緩和ケアは「認定看護師」の一分野として定められています。認定看護師も専門的な技能を持つことを証明する資格ですが、専門看護師とは必要な教育の受け方や対象となる分野などが異なります。こちらもメンタル系のスキルを持った看護師として専門性を高めていくことができるでしょう。
「看護師」と「公認心理師」ダブルライセンスを強みにする
2017年、「公認心理師」という日本初の心理系国家資格ができました。
心理学の専門知識をもつ公認心理師の仕事とは
公認心理師は、心理学に関する専門知識・技術を持ち、心に問題を抱える人やその周囲の関係ある人に対して相談、助言、援助をおこなう仕事です。他に、心の健康についての知識を広めるために教育、情報を提供していくことも求められています。
心理職初めての国家資格は「公認心理師」の強み
公認心理師資格は、心理職の国家資格として社会的信用が得られます。医療の現場では、診療報酬の対象になってくると考えられ、心理検査やカウンセリングが保険点数に入ることが考えられます。
そうなることにより、医療現場で心のケアが充実し、公認心理師の需要も増え働く職場が広っていく事が予想されます。カウンセラーとして開業する場合も、社会的信用が得られ心理職として自信をもって伝えていけると思います。
看護師は特例措置+現任者講習を受けることで公認心理師の資格を取得できる
看護師が公認心理師の資格を取得する場合、「特例措置」の方法が認められ、現任者講習を受けることにより受験資格を得られる可能性があります。(特例措置は、2022年9月までの限定した方法)
特例措置にあてはまる条件として下記を満たしていることが必要です。
- 2017年9月15日時点で実務を開始しており、5年以上の経験があること
- 文部科学省や厚生労働省が定める特定の施設(学校、保健センター、病院、診療所)で働いた経験があること
- 実務経験として公認心理師法で定められた①~③の業務を行っていたこと
① 心理に関する支援を要する者の心理状態の観察、その結果の分析
① ~③ 厚生労働省 公認心理師より引用
② 心理に関する支援を要する者に対するその心理に関する相談及び助言、指導その他の援助
③ 心理に関する支援を要する者の関係者に対する相談及び助言、指導その他援助
精神科や看護師として実務経験があっても、①~③に当てはまらない場合、受験資格として認められないので注意してください。
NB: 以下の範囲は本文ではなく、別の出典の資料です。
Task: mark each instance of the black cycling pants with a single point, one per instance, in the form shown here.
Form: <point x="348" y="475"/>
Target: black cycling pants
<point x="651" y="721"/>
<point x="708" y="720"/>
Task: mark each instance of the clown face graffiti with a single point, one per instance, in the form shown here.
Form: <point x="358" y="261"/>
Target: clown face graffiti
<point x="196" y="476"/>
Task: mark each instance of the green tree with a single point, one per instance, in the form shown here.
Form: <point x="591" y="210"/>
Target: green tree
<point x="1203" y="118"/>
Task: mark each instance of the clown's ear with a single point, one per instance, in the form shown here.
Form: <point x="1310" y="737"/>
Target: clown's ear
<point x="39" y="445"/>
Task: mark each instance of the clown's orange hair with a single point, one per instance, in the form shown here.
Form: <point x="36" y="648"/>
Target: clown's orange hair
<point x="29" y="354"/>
次に現任者講習を受講します。機関によって先着順などすぐ受講できない場合があるので、厚生労働省 公認心理師現任者講習のページをチェックしておくようにすると安心です。これらの条件をクリアすることで、公認心理師の受験資格を得る事ができます。
(参考)
厚生労働省 公認心理師現任者講習会
https://www.mhlw.go.jp/stf/newpage_11724.html
看護とメンタルヘルス両面からケアできる看護師の誕生に期待
看護師というと病院で働くイメージが多いと思いますが、メンタルの需要が高まってきた現在では職場の幅も広がってきています。医療現場を離れ、新たな看護師としての職場も広がっていきそうです。看護の知識を持ち、メンタルケアについても深い知識がある看護師が増えていくと安心感が高まります。ストレスが多い世の中ですが、心も身体も安心してゆだねられる看護師が多く誕生することを期待しています。